Dillon Co. v. Continental Supply Co.

Decision Date27 July 1938
Docket NumberNo. 1577.,1577.
Citation98 F.2d 581
PartiesDILLON CO. v. CONTINENTAL SUPPLY CO.
CourtU.S. Court of Appeals — Tenth Circuit

Edward P. Marshall, of Tulsa, Okl. (Robert E. Barry, of Washington, D. C., and J. J. D. Cobb, of Tulsa, Okl., on the brief), for appellant.

A. J. Hudson, of Cleveland, Ohio (Yancey & Spillers, of Tulsa, Okl., and Kwis, Hudson & Kent and S. J. Boughton, all of Cleveland, Ohio, on the brief), for appellee.

Before LEWIS, BRATTON, and WILLIAMS, Circuit Judges.

LEWIS, Circuit Judge.

On August 25, 1927, S. V. Dillon of Tulsa, Oklahoma, filed application for a patent of a device which he represented as new and useful improvements in pipe joints, and said in his specification that it would be constructed and arranged in such manner that the pipe gripped thereby will be positively prevented from slipping in either direction; that it provided a method of coupling pipes in either a rigid or flexible joint as different conditions may require. He said his invention was illustrated in accompanying drawings. On January 20, 1931, patent No. 1,789,379 was issued to him containing twelve claims. Dillon transferred his patent by assignment to appellant, and it later sued appellee for infringement of claims 11 and 12. Dillon organized appellant company and is its president.

The answer alleged that the patent is void in view of the state of the art as known at the time of and long prior to Dillon's alleged discovery; that it did not involve invention, but involved nothing more than the exercise of mere mechanical skill. It also denied infringement of either claim.

Appellant dismissed as to claim number 12.

The District Court found there was no infringement of claim 11 and dismissed the bill. In bringing the case up Equity Rule 70½, 28 U.S.C.A. following section 723, was not complied with in any respect.

Claim number 11 reads thus:

"The combination (1) with a plurality of pipes arranged end to end and having their extremities slightly spaced apart, (2) of a resilient sealing ring surrounding the pipe ends and having an internal groove communicating with the space between the pipe ends, said ring having inwardly extending sealing lips arranged at opposite sides of the groove and snugly engaging the peripheries of the pipes, (3) a housing mounted on the pipe ends and having a groove in which the sealing ring is seated, (4) and jaws movably mounted in the housing and having teeth biting into the peripheries of the pipes."

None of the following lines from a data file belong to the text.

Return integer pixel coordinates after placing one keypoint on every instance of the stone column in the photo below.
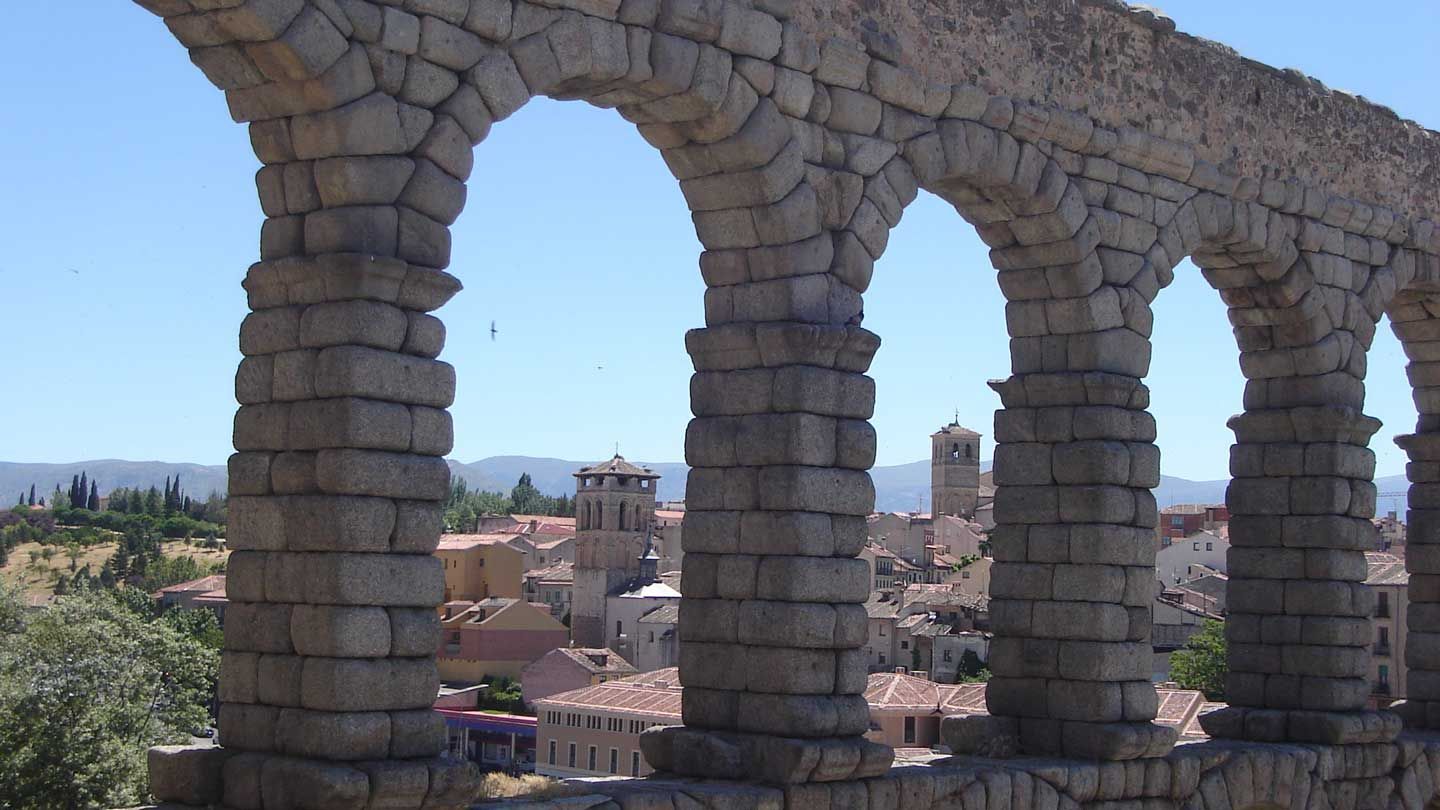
(1074, 572)
(1419, 330)
(772, 623)
(1299, 614)
(1422, 705)
(329, 673)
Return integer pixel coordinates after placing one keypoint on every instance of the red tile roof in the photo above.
(462, 542)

The history of the art prior to Dillon clearly shows that the spacing apart of the ends of pipes is for the purpose of avoiding the effect of expansion and contraction caused by changes of temperature. Also it was well known before Dillon that pipe lines sometimes creep and that creepage may pull a pipe out of a joint, it being far more extensive in movement than expansion and contraction. In the use of plain end pipes with their ends spaced apart even slightly it was apparent that there would be leakage at each joint, which would have to be prevented, as well as means of binding them firmly together as spaced, and these were the main objects of such a device, the whole being generally called a "pipe coupling". The first patent in that field disclosed in this record is a British patent issued to Kittoe and Brotherhood in July, 1870, in which the specification said:

"For the joints of pipes we employ the following construction: — We bring the two ends of the pipes to be joined into juxtaposition allowing a little clearance between them. We surround these ends by a cyclinder of caoutchouc or other elastic material made with a cavity within its thickness, and an annular opening from this cavity on the inside, so that it is like a cyclindrical tube with its two ends folded within itself. We place this elastic cyclinder on the ends of the pipes so that its annular opening faces the clearance between the ends of the pipes, and we cover the elastic cyclinder by a metallic casing securing it externally and at each end. When the pipe so joined is charged with fluid under pressure this pressure acting within the cavity of the elastic cyclinder tightens it against the pipes and the casing, while the casing prevents it from being too much expanded or rent."

In Bodart, No. 210,906, for pipe joint and coupling, issued December 17, 1878, it is stated in the specification:

"The object of this invention is to furnish a strong and close union of pipes for gas and water supply, and for other purposes, without the use of sockets or flanges on the pipes, and that will allow for the expansion and contraction thereof. * * *

"A coupling formed in this way enables straight pipes without sockets to be used, and makes a perfect union between the pipes, as strong and tight as may be desired, but sufficiently flexible to yield to the expansion and contraction of the pipes."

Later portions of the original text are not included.